Funded by the NSF Smart Cities REU program, I investigated large language model optimization techniques for analyzing unstructured construction safety data to enhance urban infrastructure development. LLM-pipeline optimization enables automated extraction of critical insights from accident reports, raising important questions about scalability and real-world implementation in smart city frameworks.

Project I: As the computer scientist in a team of civil engineers, I developed novel LLM-pipeline optimization methods to analyze construction accident reports, creating a prototype that processes unstructured safety data and extracts meaningful insights. My work included researching optimized RAG and machine learning pipelines, and evaluating strategies to improve efficiency while enhancing narrative tone extraction.

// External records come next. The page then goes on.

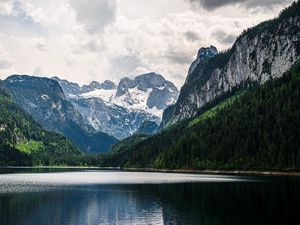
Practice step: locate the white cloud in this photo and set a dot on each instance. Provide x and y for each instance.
(95, 15)
(98, 40)
(6, 7)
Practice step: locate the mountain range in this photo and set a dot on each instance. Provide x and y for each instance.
(120, 110)
(238, 109)
(93, 116)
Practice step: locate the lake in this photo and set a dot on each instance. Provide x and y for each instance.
(88, 197)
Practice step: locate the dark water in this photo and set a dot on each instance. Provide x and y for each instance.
(108, 197)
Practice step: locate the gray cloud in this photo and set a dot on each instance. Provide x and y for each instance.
(222, 37)
(125, 64)
(214, 4)
(42, 47)
(95, 14)
(179, 57)
(5, 64)
(191, 36)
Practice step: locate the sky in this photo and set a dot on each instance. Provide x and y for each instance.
(87, 40)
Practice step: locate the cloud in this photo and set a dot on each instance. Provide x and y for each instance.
(5, 64)
(6, 7)
(214, 4)
(222, 37)
(191, 36)
(95, 15)
(86, 40)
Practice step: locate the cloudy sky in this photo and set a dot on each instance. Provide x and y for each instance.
(85, 40)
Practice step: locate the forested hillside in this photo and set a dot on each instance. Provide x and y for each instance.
(256, 128)
(24, 142)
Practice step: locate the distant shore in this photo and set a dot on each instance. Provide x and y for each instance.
(224, 172)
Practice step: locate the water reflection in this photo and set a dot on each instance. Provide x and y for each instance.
(264, 201)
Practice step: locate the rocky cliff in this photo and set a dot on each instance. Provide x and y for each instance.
(259, 54)
(120, 110)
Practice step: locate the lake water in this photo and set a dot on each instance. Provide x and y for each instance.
(88, 197)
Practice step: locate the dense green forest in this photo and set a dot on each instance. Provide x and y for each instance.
(257, 128)
(24, 142)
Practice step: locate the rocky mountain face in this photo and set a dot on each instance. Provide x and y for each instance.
(259, 54)
(46, 102)
(120, 110)
(147, 127)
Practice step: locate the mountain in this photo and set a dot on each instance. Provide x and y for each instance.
(261, 53)
(120, 110)
(148, 127)
(238, 109)
(45, 101)
(24, 142)
(254, 129)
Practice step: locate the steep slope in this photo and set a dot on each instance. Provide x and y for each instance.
(256, 128)
(24, 142)
(259, 54)
(148, 127)
(45, 101)
(121, 110)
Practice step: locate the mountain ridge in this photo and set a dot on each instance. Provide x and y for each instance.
(260, 53)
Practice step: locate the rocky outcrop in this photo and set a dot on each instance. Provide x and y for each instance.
(45, 101)
(120, 110)
(259, 54)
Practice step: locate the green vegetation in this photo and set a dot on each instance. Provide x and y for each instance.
(258, 129)
(24, 142)
(209, 114)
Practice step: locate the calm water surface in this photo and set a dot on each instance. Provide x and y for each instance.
(88, 197)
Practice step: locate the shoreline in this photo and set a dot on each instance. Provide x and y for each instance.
(183, 171)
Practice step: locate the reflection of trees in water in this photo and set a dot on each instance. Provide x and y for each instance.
(205, 203)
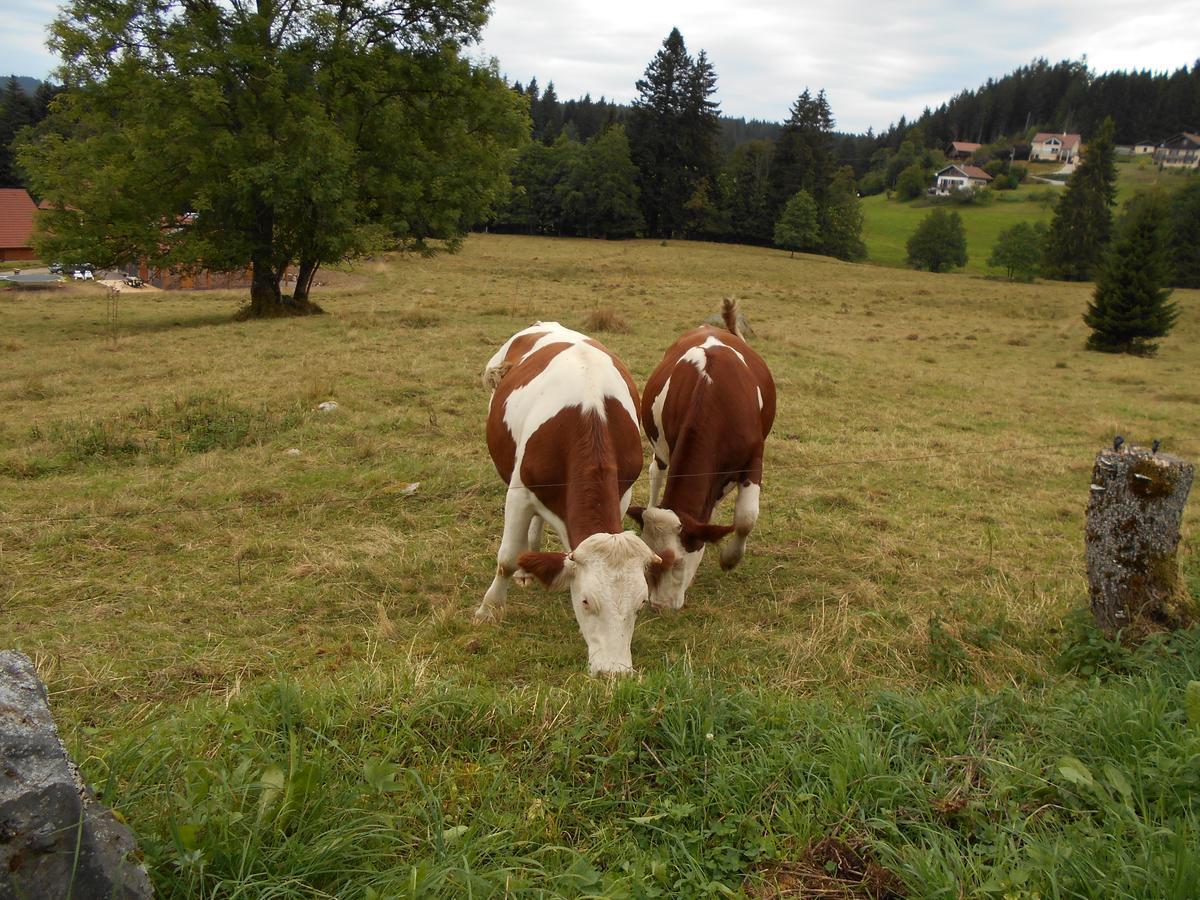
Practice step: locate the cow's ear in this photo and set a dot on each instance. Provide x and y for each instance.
(553, 570)
(660, 564)
(695, 534)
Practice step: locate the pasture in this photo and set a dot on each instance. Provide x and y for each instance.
(887, 225)
(265, 659)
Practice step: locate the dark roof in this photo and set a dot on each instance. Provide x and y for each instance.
(16, 217)
(1067, 141)
(1185, 141)
(969, 171)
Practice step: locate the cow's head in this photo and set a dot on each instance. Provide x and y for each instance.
(682, 539)
(609, 576)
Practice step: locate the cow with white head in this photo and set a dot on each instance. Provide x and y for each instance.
(562, 430)
(707, 412)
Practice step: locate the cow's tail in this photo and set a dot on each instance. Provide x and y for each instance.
(730, 311)
(492, 375)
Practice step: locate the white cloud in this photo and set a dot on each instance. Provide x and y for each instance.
(875, 60)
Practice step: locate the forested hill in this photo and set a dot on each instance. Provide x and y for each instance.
(1065, 96)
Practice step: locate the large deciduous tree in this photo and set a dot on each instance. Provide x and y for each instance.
(268, 133)
(803, 159)
(672, 133)
(1083, 219)
(940, 243)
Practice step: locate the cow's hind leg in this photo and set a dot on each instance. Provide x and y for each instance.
(658, 475)
(517, 520)
(745, 514)
(533, 543)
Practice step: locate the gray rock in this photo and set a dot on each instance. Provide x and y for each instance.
(55, 839)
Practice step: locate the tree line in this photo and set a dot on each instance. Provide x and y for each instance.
(671, 167)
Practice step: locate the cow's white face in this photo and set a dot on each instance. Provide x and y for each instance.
(607, 577)
(663, 532)
(609, 588)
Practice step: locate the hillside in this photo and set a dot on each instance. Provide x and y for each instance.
(265, 659)
(887, 223)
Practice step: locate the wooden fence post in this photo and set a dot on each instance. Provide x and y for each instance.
(1133, 533)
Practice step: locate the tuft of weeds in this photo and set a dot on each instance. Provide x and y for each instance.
(605, 319)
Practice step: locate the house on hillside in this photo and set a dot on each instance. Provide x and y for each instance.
(17, 209)
(1055, 148)
(1180, 151)
(959, 178)
(961, 150)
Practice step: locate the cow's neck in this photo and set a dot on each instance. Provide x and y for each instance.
(593, 503)
(691, 490)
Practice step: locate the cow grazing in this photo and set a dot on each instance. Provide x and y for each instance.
(707, 411)
(562, 429)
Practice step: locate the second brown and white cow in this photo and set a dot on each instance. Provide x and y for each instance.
(707, 411)
(562, 430)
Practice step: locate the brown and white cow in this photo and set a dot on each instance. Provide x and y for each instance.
(707, 411)
(562, 429)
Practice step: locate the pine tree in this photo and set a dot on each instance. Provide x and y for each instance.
(1083, 220)
(797, 228)
(841, 219)
(804, 153)
(1185, 235)
(940, 243)
(1131, 303)
(16, 112)
(671, 131)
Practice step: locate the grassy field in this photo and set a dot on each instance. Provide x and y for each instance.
(265, 659)
(888, 225)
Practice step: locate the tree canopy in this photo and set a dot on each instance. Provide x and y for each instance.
(1083, 219)
(940, 243)
(672, 133)
(798, 227)
(268, 133)
(1131, 304)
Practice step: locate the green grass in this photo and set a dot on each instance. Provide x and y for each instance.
(888, 225)
(267, 660)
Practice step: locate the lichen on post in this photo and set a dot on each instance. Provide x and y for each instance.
(1133, 533)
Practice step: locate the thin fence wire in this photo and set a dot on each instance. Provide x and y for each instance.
(400, 493)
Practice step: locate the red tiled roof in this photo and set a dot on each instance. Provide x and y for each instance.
(16, 217)
(975, 172)
(1067, 141)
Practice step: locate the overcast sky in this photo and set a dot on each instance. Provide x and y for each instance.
(875, 60)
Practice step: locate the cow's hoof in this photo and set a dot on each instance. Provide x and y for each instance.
(486, 615)
(730, 561)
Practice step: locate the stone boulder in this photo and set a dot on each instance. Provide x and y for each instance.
(55, 839)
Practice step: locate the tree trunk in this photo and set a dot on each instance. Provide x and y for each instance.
(305, 273)
(1133, 532)
(264, 291)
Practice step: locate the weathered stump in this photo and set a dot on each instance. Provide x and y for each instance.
(1133, 533)
(55, 839)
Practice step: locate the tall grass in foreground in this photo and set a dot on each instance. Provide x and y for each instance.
(395, 783)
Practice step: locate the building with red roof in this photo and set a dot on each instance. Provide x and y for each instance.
(17, 211)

Project II: I collaborated on NDA research focused on machine learning for system analysis, working on techniques designed to enhance LLM performance and improve the accuracy of pattern extraction as the only computer scientist on the team.

I have been invited to continue collaborating as a research assistant. Project I has evolved quickly and I now lead the LLM-driven analytical methods, contributing to manuscript development and gaining experience integrating quickly into a new interdisciplinary team.